Original article: Oncotarget. 2018; 9:18053–18068. 18053-18068. https://doi.org/10.18632/oncotarget.24720
Read counts were tabulated using htseq-count [1], with UCSC known gene annotations (TxDb.Hsapiens.UCSC. hg19.knownGene, [2]). Fold-change values were calculated from Fragments Per Kilobase per Million reads (FPKM, [3]) normalized expression values, which were also used for visualization (following a log 2 transformation). Aligned reads were counted using GenomicRanges [4]. Prior to p-value calculation, genes were filtered to only include transcripts with an FPKM expression level of 0.1 (after a rounded log2- transformation) in at least 50% of samples [5] as well as genes that are greater than 150 bp.

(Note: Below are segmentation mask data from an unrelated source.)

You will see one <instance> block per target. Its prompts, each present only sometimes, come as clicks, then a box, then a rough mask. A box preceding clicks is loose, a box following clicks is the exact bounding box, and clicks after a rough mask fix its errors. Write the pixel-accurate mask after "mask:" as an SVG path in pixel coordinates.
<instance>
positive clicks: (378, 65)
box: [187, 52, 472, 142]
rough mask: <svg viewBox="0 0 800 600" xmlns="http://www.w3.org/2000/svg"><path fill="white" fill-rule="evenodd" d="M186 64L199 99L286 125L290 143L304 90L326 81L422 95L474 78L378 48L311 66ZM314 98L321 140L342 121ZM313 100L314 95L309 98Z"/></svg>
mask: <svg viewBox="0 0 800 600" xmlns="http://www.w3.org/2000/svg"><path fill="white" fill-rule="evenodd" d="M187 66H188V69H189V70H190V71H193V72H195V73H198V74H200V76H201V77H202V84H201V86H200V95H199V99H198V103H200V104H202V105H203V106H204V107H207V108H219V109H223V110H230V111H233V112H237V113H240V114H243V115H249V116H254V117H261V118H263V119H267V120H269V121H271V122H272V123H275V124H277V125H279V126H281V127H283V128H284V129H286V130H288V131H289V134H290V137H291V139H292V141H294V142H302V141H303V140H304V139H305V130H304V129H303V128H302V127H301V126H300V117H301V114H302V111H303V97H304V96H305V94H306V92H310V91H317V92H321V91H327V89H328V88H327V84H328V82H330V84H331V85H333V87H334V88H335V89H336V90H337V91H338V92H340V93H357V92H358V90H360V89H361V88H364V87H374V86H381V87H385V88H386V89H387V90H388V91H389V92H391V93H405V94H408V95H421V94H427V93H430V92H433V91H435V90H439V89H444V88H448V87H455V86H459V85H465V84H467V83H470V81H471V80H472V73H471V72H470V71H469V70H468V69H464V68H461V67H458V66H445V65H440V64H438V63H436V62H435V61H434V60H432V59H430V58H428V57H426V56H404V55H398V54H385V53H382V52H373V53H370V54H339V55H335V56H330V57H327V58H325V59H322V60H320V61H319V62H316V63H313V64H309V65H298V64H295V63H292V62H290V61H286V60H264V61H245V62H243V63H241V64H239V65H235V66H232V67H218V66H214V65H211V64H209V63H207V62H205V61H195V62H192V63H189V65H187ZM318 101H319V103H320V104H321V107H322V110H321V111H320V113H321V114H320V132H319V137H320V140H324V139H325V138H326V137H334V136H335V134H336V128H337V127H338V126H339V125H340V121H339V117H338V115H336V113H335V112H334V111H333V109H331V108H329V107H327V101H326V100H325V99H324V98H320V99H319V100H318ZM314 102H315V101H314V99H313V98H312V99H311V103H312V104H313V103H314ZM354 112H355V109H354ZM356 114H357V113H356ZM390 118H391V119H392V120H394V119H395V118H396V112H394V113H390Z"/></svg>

Differentially expressed genes were defined using two strategies. For the 1 st strategy, a 2-variable model was used to compare differences between 2HF and Control samples, adjusting for differences between cell lines. For the 2 nd strategy, 2HF versus Control comparisons were run for each cell line. In both cases, p-values were calculated from raw counts using DESeq2 [6], and false discovery rate (FDR) values were calculated using the method of Benjamini and Hochberg [7]; genes were defined as differentially expressed if they had a |fold-change| > 1.5 and FDR < 0.05. A heatmap to visualize differentially expressed genes from the 2-variable model (with two annotation columns) was created using the heatmap.3() function (https://github.com/obigriffith/biostar-tutorials/blob/master/Heatmaps/heatmap.3.R) in R. Heatmaps for differentially expressed genes within GO or IPA gene sets for individual cell lines (with one annotation column) were created using heatmap.2() in the ‘gplots’ package. Barplots were created using the barplot() function in R. Gene Ontology (GO [8] ) enrichment was calculated using goseq [9]. Additional systems-level analysis was performed in IPA (Ingenuity® Systems, https://www.ingenuity.com). The genes from the 2-variable DESeq2 differential expression comparison were used to define signature in BD-Func [10], which was then applied to produce scores on a per-sample basis (from log2(FPKM + 0.1) values), as an alternative strategy to view the difference in scores between 2HF and Control samples.